Googling a cure for Parkinson’s
Google co-founder Sergey Brin is on a highly personal quest to find a cure for Parkinson’s disease, said Thomas Goetz in Wired.
Google co-founder Sergey Brin is on a highly personal quest to find a cure for Parkinson’s disease, said Thomas Goetz in Wired. His mother, Eugenia, suffers from the neurodegenerative disorder, and in 2006, a genetic test revealed that Brin carries a gene that greatly increases his chance of developing it, too. Over the past few years, he’s donated some $50 million of his $15 billion fortune to funding Parkinson’s research. “The pace of medical research is glacial compared to what I’m used to on the Internet,” he says.

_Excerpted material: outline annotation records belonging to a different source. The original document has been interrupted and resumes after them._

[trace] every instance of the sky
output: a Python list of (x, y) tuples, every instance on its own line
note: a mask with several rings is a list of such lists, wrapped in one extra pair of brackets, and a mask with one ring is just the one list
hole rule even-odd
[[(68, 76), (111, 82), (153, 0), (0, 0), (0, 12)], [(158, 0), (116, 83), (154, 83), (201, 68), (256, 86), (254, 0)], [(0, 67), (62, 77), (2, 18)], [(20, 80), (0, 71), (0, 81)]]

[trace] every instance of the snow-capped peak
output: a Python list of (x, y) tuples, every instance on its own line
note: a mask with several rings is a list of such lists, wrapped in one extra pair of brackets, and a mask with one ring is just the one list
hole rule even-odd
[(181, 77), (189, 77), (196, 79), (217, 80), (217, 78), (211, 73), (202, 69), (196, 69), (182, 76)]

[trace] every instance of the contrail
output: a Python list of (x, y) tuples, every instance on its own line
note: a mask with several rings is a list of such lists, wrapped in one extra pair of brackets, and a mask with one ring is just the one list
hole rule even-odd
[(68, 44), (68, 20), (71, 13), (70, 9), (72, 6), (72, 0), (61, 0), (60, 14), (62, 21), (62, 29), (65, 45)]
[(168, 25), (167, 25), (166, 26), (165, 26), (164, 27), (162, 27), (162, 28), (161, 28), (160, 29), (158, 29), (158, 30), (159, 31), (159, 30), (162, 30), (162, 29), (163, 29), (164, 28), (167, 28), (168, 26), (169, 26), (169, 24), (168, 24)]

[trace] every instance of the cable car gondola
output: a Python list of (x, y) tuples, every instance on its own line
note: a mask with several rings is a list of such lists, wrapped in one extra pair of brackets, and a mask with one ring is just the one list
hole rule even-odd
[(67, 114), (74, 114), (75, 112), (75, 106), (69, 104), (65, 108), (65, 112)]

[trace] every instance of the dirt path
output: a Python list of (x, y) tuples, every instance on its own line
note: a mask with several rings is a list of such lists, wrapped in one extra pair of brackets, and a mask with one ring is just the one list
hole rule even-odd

So rather than funding traditional studies conducted under the rigors of the scientific method, Brin has been pushing a more Google-like approach, supporting initiatives that sift through massive amounts of “noisy data” taken from Parkinson’s patients—employing algorithms much like a search engine does. “We could be looking lots of places and collecting lots of information. And if we see a pattern, that could lead somewhere,” he says. “Regardless of my own health, it can help my family members as well as others.”
The approach has been greeted with skepticism by the scientific establishment, but Brin sees no downside in considering alternatives. Besides, it’s his money. “Obviously, I’m somewhat unusual in the resources I can bring to bear.”